Simulation Setup and Metrics

Regardless of the topology, all optical links in the network are bidirectional, with 80 network units in each direction. The amount of memory and processing units required by each cloud service is chosen uniformly in the intervals [1,100] and [1,5], respectively (AHMED et al., 2014). Unless otherwise specified, the value of Δ (ie, the transfer rate of memory units) is equal to 100 [memory_units/s].

This means that in the HRP strategy, decisions about which cloud service to restore first are based only on their respective value of the remaining service time.

Results

11 makes it possible to estimate how close the results of the HRP are to the optimal, i.e. the results of the IRP. The average performance (i.e. the IRP and HRP curves in the figure) is very close to that of. The low priority services experience a reduction of up to 9% in recoverability compared to the average case (i.e. the IRP curve), a value that is still a good improvement over the ILP_PR curve which neither moves nor processes the cloud enables prioritized services.

As explained in Section 4.2.1, the value of Δ has an impact on the relocation stop.

Contributions

This thesis proposes a recovery-based survival strategy that can be used to recover cloud services disrupted by fiber optic link failures. The former is used to improve the average service availability and recovery performance provided by a recovery-based approach. The results of the performance assessment study show that both IRP and HRP are able to improve average service availability and recoverability with a limited number of cloud service relocations compared to conventional recovery-based techniques.

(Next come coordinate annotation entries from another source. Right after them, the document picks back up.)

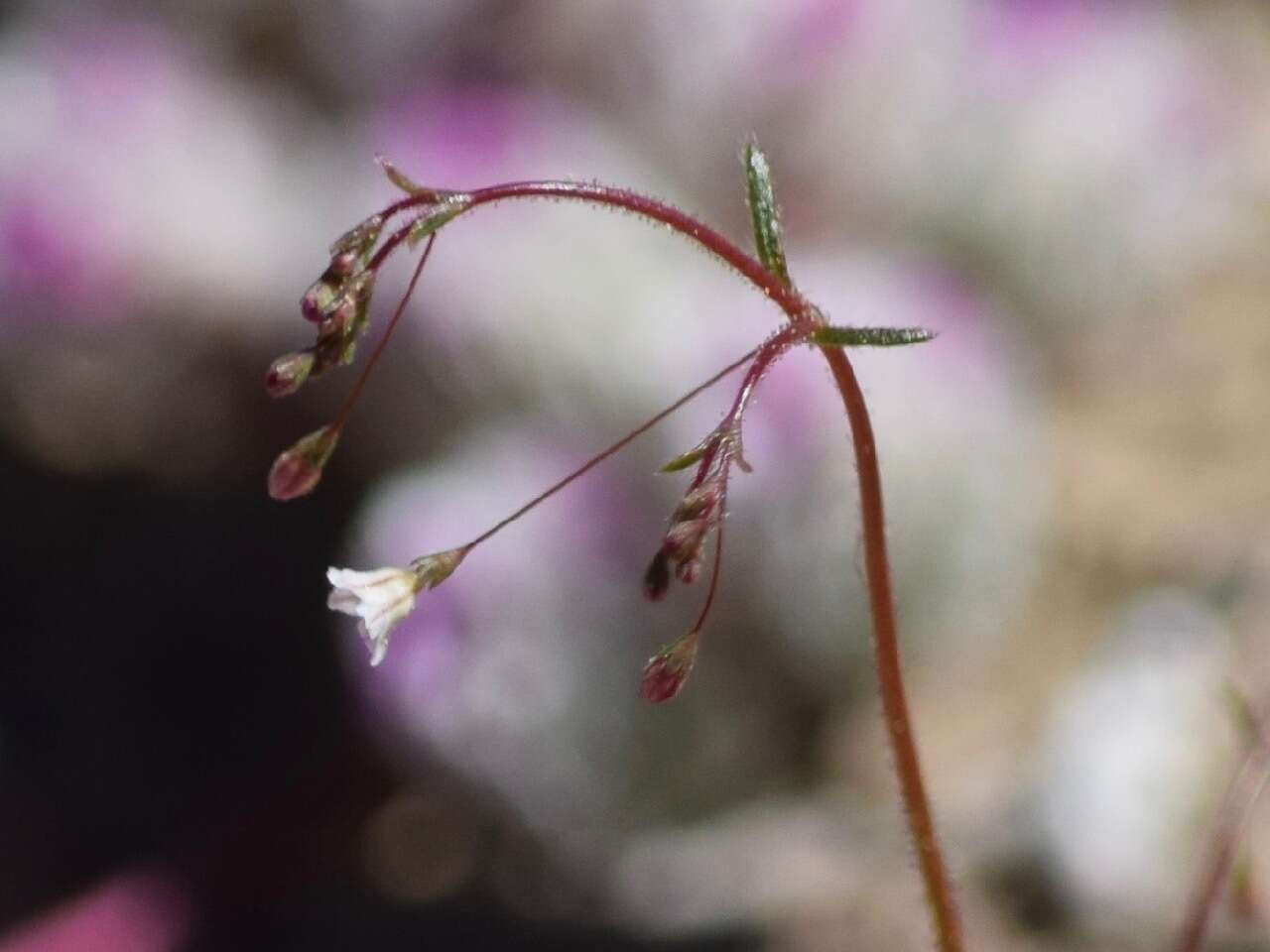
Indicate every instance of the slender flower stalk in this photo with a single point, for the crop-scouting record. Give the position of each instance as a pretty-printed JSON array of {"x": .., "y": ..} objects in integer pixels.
[
  {"x": 1232, "y": 820},
  {"x": 701, "y": 509}
]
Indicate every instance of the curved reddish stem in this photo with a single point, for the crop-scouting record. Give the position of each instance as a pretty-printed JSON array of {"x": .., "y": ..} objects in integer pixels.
[{"x": 802, "y": 315}]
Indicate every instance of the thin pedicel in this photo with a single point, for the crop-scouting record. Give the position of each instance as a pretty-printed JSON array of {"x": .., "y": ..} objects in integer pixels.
[{"x": 338, "y": 303}]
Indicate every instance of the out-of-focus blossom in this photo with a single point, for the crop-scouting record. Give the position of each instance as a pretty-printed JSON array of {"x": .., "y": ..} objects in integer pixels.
[{"x": 1137, "y": 752}]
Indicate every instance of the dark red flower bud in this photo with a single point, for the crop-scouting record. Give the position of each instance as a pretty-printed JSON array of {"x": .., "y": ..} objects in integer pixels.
[
  {"x": 298, "y": 470},
  {"x": 668, "y": 669},
  {"x": 657, "y": 579},
  {"x": 289, "y": 372}
]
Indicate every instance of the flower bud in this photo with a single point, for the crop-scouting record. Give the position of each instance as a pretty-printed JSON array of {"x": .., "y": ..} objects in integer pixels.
[
  {"x": 289, "y": 372},
  {"x": 431, "y": 570},
  {"x": 657, "y": 579},
  {"x": 361, "y": 238},
  {"x": 298, "y": 470},
  {"x": 341, "y": 264},
  {"x": 668, "y": 669}
]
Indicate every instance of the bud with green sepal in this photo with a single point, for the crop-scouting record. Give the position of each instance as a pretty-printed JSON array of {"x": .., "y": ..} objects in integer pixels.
[{"x": 299, "y": 470}]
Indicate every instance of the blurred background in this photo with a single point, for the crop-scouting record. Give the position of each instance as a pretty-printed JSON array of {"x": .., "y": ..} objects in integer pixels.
[{"x": 194, "y": 753}]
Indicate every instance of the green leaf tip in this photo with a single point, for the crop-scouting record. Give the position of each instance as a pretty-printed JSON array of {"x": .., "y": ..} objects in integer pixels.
[
  {"x": 445, "y": 209},
  {"x": 685, "y": 460},
  {"x": 763, "y": 213},
  {"x": 869, "y": 336}
]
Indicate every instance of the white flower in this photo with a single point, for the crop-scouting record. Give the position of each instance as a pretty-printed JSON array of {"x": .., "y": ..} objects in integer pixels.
[
  {"x": 379, "y": 599},
  {"x": 382, "y": 597}
]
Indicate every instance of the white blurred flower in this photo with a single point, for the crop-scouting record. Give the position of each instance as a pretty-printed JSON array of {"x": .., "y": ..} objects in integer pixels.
[
  {"x": 382, "y": 597},
  {"x": 379, "y": 599}
]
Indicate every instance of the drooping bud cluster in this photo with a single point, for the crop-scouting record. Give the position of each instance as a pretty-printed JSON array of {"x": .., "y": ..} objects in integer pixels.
[{"x": 697, "y": 515}]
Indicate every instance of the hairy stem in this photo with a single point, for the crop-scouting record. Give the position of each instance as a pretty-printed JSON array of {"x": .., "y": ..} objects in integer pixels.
[
  {"x": 341, "y": 416},
  {"x": 616, "y": 447},
  {"x": 803, "y": 316},
  {"x": 890, "y": 679},
  {"x": 1232, "y": 819}
]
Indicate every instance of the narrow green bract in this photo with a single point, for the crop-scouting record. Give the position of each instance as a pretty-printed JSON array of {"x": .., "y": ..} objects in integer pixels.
[
  {"x": 763, "y": 213},
  {"x": 870, "y": 336}
]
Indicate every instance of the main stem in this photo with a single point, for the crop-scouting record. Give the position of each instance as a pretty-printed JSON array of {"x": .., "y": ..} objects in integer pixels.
[
  {"x": 890, "y": 680},
  {"x": 1223, "y": 842}
]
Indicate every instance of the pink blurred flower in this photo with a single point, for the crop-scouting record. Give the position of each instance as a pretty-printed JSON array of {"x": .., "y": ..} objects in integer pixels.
[{"x": 134, "y": 911}]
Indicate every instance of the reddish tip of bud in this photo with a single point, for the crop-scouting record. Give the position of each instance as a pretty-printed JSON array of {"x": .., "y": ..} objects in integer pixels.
[
  {"x": 298, "y": 470},
  {"x": 668, "y": 669},
  {"x": 657, "y": 579},
  {"x": 289, "y": 372}
]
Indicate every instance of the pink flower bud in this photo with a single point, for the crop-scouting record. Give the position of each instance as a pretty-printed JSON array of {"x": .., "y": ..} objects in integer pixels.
[
  {"x": 668, "y": 669},
  {"x": 289, "y": 372},
  {"x": 684, "y": 539},
  {"x": 298, "y": 470},
  {"x": 341, "y": 264}
]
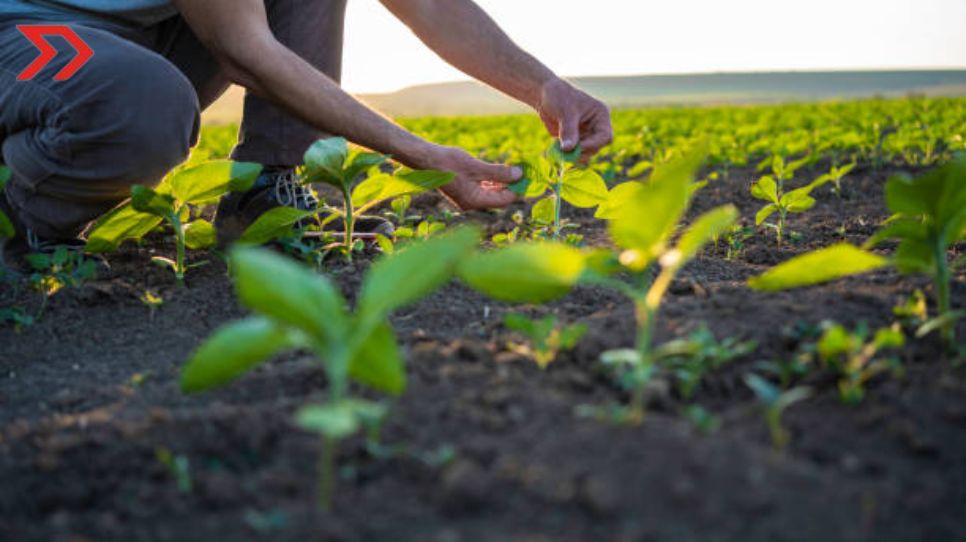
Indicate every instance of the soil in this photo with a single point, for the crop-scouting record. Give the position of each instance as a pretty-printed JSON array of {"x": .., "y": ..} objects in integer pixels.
[{"x": 488, "y": 445}]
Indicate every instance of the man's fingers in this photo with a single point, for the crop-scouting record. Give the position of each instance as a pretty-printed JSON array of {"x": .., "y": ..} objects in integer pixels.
[
  {"x": 569, "y": 132},
  {"x": 502, "y": 174}
]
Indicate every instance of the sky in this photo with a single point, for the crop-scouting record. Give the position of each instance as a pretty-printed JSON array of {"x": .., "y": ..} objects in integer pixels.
[{"x": 630, "y": 37}]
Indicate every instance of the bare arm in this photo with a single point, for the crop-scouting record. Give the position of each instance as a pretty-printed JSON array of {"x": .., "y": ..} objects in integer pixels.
[
  {"x": 465, "y": 36},
  {"x": 238, "y": 35}
]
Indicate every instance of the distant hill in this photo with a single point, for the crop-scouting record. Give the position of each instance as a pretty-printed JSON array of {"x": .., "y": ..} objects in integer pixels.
[{"x": 470, "y": 98}]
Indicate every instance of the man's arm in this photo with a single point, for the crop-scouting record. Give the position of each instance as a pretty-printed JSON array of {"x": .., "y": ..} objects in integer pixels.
[
  {"x": 238, "y": 35},
  {"x": 465, "y": 36}
]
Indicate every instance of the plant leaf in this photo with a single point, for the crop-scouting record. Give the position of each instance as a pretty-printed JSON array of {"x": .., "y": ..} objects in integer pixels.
[
  {"x": 324, "y": 161},
  {"x": 289, "y": 293},
  {"x": 121, "y": 224},
  {"x": 146, "y": 200},
  {"x": 583, "y": 188},
  {"x": 413, "y": 272},
  {"x": 817, "y": 267},
  {"x": 378, "y": 362},
  {"x": 233, "y": 350},
  {"x": 213, "y": 179},
  {"x": 525, "y": 272},
  {"x": 200, "y": 234},
  {"x": 273, "y": 224}
]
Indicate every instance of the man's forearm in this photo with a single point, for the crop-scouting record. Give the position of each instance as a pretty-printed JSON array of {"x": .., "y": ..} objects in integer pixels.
[{"x": 465, "y": 36}]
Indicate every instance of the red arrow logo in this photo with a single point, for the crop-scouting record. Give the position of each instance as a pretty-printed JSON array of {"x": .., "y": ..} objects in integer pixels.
[{"x": 36, "y": 35}]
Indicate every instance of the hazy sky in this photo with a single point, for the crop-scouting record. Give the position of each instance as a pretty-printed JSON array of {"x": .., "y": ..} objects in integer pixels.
[{"x": 607, "y": 37}]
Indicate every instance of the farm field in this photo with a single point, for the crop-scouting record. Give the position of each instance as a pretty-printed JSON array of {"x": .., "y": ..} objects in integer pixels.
[{"x": 98, "y": 441}]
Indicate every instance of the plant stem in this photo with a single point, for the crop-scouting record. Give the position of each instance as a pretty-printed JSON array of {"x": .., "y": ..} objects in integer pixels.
[
  {"x": 327, "y": 473},
  {"x": 942, "y": 279},
  {"x": 179, "y": 243},
  {"x": 350, "y": 225}
]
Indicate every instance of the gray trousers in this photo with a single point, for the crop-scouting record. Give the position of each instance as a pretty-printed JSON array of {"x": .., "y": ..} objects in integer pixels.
[{"x": 131, "y": 113}]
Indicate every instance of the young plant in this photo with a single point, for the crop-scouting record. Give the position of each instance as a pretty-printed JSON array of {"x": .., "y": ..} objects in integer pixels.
[
  {"x": 557, "y": 172},
  {"x": 835, "y": 175},
  {"x": 172, "y": 202},
  {"x": 330, "y": 161},
  {"x": 773, "y": 403},
  {"x": 855, "y": 357},
  {"x": 643, "y": 217},
  {"x": 691, "y": 358},
  {"x": 547, "y": 337},
  {"x": 929, "y": 217},
  {"x": 299, "y": 310},
  {"x": 781, "y": 202}
]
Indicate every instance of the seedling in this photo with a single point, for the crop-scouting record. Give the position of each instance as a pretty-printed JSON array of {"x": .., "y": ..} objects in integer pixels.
[
  {"x": 781, "y": 202},
  {"x": 172, "y": 202},
  {"x": 691, "y": 358},
  {"x": 643, "y": 218},
  {"x": 855, "y": 358},
  {"x": 547, "y": 337},
  {"x": 929, "y": 218},
  {"x": 329, "y": 161},
  {"x": 299, "y": 310},
  {"x": 835, "y": 175},
  {"x": 773, "y": 403},
  {"x": 556, "y": 171}
]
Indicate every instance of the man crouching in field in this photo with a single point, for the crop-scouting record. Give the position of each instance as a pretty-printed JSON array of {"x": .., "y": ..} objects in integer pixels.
[{"x": 131, "y": 113}]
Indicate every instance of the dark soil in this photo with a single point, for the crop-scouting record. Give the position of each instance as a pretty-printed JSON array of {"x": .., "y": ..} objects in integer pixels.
[{"x": 89, "y": 394}]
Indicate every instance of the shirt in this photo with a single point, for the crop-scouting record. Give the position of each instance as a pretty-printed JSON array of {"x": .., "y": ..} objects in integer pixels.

In addition, thanks to service differentiation, the availability and recoverability performance of critical cloud services is very close to the one that can be achieved with a protection-based strategy, but with the inherent benefits in terms of efficient resource use resulting from a recovery. -based approach.

Future Works and Trends

The author received a scholarship from the Science without Borders program and was able to stay a year in close collaboration with KTH researchers, and such joint work continues with the publication and submission of several works related to the optical network field. The virtualization of wireless network components and the respective allocation from antenna equipment to optical clouds helps to lower antenna prices, as well as allowing flexibility to allocate resources where there are end users who need them. Providing the necessary QoS and QoE combined with high flexibility and scalability, optical clouds will play an important role.

A new algorithm for dimensioning elastic optical networks for shared mesh protection against multiple link failures.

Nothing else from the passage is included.